Retrofitting Apps for Cloud Storage with Zero Code Changes

I recently installed a media sharing app to one of my servers. It was simple to install, but it hid a dastardly trap for long-term maintenance.

Every time a user uploaded a file, the web app saved it to the local filesystem. If I ever blew away the server and rebuilt it, I’d have to backup and restore every file manually. The better architecture would be for the app to write its files to a separate storage server, but I didn’t want to spend months rewriting the app to make that possible.

Using Docker, Google Cloud Storage, and the gcsfuse utility, I achieved this separation without changing a single line of the app’s code.

In this tutorial, I’ll show you how to retrofit legacy apps for Google Cloud Storage while minimizing source changes.

Defining terms 🔗︎

If you’re unfamiliar with Google Cloud Platform, here are a few abbreviations to know for this tutorial:

Abbreviation Stands for What is it? Similar to

GCS Google Cloud Storage Google’s cloud storage service Amazon S3

GCE Google Compute Engine Google’s on-demand virtual machine service Amazon EC2

GCR Google Container Registry Google’s hosting service for Docker images Docker Hub

GCP Google Cloud Platform Google’s cloud computing platform (GCS, GCE, and GCR are all parts of GCP) Amazon Web Services or Microsoft Azure

Docker allows developers to build self-contained environments for an application that run anywhere:

  • A Docker image is the set of all files needed to run an app, including the operating system and all third-party dependencies.
  • A Docker container is the live environment in which a Docker image executes.

For this tutorial, you can think of Docker containers as lightweight virtual machines even though that’s technically not what they are.

Prerequisites 🔗︎

To follow along with my examples, you’ll need the following:

My example app 🔗︎

I created an example project for this tutorial.
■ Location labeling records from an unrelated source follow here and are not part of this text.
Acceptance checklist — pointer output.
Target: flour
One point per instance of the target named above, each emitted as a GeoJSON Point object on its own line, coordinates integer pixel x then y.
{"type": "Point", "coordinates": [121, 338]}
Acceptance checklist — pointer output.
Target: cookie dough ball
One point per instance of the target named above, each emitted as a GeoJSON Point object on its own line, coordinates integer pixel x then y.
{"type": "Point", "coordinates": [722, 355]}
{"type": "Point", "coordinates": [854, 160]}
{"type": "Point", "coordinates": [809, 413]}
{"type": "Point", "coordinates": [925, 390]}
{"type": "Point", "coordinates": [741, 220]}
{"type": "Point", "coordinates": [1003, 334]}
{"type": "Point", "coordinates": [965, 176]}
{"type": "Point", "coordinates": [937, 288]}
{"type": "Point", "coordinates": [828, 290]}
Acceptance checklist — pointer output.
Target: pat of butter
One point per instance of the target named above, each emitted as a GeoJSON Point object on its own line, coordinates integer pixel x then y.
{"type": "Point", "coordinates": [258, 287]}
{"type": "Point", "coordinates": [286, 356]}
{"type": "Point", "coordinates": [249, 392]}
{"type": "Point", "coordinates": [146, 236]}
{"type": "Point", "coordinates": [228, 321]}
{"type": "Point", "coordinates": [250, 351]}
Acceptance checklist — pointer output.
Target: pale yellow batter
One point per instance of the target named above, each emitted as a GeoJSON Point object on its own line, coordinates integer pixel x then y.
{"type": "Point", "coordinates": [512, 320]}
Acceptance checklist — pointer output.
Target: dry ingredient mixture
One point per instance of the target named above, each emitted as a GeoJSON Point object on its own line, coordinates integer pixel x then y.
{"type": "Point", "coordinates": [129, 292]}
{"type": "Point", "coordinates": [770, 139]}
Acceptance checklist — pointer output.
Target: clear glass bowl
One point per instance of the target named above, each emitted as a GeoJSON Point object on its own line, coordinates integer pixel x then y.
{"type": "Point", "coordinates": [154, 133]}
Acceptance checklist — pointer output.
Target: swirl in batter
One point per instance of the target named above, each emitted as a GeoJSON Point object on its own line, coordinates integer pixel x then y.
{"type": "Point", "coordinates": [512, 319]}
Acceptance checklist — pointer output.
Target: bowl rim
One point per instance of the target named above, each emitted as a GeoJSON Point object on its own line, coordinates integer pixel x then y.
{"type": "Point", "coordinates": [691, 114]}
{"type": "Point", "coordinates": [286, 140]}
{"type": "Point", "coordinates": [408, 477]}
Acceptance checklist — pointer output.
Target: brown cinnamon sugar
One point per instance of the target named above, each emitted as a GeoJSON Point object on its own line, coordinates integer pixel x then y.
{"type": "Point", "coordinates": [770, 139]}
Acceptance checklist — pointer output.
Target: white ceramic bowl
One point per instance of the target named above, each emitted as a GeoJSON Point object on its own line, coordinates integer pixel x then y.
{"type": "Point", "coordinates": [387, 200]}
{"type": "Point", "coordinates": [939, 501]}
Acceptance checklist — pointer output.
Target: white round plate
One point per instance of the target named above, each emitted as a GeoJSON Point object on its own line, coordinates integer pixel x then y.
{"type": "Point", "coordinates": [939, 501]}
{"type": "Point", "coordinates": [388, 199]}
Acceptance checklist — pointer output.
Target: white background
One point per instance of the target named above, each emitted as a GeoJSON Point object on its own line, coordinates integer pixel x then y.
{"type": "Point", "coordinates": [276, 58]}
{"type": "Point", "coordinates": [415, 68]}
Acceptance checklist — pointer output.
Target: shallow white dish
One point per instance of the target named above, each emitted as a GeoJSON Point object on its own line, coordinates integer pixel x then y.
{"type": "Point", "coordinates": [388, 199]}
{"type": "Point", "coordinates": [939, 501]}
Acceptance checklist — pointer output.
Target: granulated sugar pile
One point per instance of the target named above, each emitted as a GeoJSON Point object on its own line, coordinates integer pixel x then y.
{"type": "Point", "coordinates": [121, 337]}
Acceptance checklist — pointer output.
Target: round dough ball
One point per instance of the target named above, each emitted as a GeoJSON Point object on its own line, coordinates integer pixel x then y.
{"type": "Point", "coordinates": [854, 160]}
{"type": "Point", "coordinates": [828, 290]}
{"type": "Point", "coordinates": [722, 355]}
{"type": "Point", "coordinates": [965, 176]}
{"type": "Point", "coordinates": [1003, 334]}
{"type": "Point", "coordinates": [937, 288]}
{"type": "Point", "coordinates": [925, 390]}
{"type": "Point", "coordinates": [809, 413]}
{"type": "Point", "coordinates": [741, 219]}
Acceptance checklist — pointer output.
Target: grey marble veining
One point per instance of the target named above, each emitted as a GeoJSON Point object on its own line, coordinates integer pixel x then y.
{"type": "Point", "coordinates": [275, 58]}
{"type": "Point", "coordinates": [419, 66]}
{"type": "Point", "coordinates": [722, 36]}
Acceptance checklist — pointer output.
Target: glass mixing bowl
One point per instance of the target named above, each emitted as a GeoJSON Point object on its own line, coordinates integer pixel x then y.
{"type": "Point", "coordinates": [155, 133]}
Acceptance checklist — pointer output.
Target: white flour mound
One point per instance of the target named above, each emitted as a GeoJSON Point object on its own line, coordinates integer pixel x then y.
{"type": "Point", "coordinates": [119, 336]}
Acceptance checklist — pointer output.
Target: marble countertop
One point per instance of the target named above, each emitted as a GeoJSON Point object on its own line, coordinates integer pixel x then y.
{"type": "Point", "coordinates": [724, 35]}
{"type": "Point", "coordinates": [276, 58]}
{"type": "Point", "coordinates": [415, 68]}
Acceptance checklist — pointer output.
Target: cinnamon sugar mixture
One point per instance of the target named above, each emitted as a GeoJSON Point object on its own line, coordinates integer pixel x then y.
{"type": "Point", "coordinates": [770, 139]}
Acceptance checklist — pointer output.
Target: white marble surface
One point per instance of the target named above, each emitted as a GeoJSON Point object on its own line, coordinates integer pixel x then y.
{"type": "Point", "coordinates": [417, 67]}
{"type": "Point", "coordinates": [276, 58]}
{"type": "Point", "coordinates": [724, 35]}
It’s a dead simple web app based on the Flask framework’s upload documentation.

To run it, enter the following:

git clone https://github.com/mtlynch/flask_upload_demo.git
cd flask_upload_demo
sudo pip install -r requirements.txt
gunicorn \
  demo.app:app \

The app lets you choose a file and upload it:

Upload page of flask-upload-demo

Then, it serves the file permanently at the URL http://[server address]:5000/uploads/[filename]:

flask-upload-demo serving an uploaded image

From within the server, you can see that the app saved the file to the demo/uploads folder of its local filesystem:

$ ls -l demo/uploads/
-rw-rw-r-- 1 mike mike 230720 Nov 24 21:45 Space_Duck_Desktop_RGB_PNG.png

Dockerizing the example app 🔗︎

Because this app only has a few simple dependencies, it’s easy to create a Docker image for it:

Dockerfile 🔗︎

FROM debian:stretch

RUN apt-get update
RUN apt-get install --yes \
      git-core \
      python \
      python-pip \

# Create demo user system account.
ARG APP_USER="demo-user"
ARG APP_GROUP="demo-user"
ARG APP_HOME_DIR="/home/demo-user"
RUN set -x && \
    groupadd "$APP_GROUP" && \
    useradd \
      --comment "Demo app system account" \
      --home-dir "$APP_HOME_DIR" \
      --create-home \
      --system \
      --gid "$APP_GROUP" \

# Create directory for app source code.
ARG APP_ROOT="/srv/demo-app"
RUN mkdir --parents "$APP_ROOT" && \
    chown \
      --no-dereference \
      --recursive \
      "${APP_USER}:${APP_GROUP}" "$APP_ROOT"


# Install demo app.
ARG DEMO_APP_REPO="https://github.com/mtlynch/flask_upload_demo"
RUN set -x && \
    git clone "$DEMO_APP_REPO" . && \
    virtualenv VIRTUAL && \
    . VIRTUAL/bin/activate && \
    pip install --requirement requirements.txt


# Run demo app.
ENV FLASK_APP "demo/app.py"
CMD virtualenv VIRTUAL && \
    . VIRTUAL/bin/activate && \
    gunicorn \
      demo.app:app \
      --bind \
      --log-level info

The above Dockerfile performs a few high-level tasks to prepare the image:

  1. Installs Git, Python and associated packages
  2. Creates a system account (demo-user) to run the app with limited privileges
  3. Clones the app source repo locally
  4. Adds a CMD to start the demo app on port 5000

You can test this Dockerfile by cloning my repo and building the Docker container locally:

cd ~
git clone https://github.com/mtlynch/docker-flask-upload-demo.git
cd docker-flask-upload-demo

docker build \
  --tag demo-app-image \

docker run \
  --detach \
  --publish 80:5000 \
  --name demo-app \

If you visit http://localhost/ in a browser, you’ll see the demo app.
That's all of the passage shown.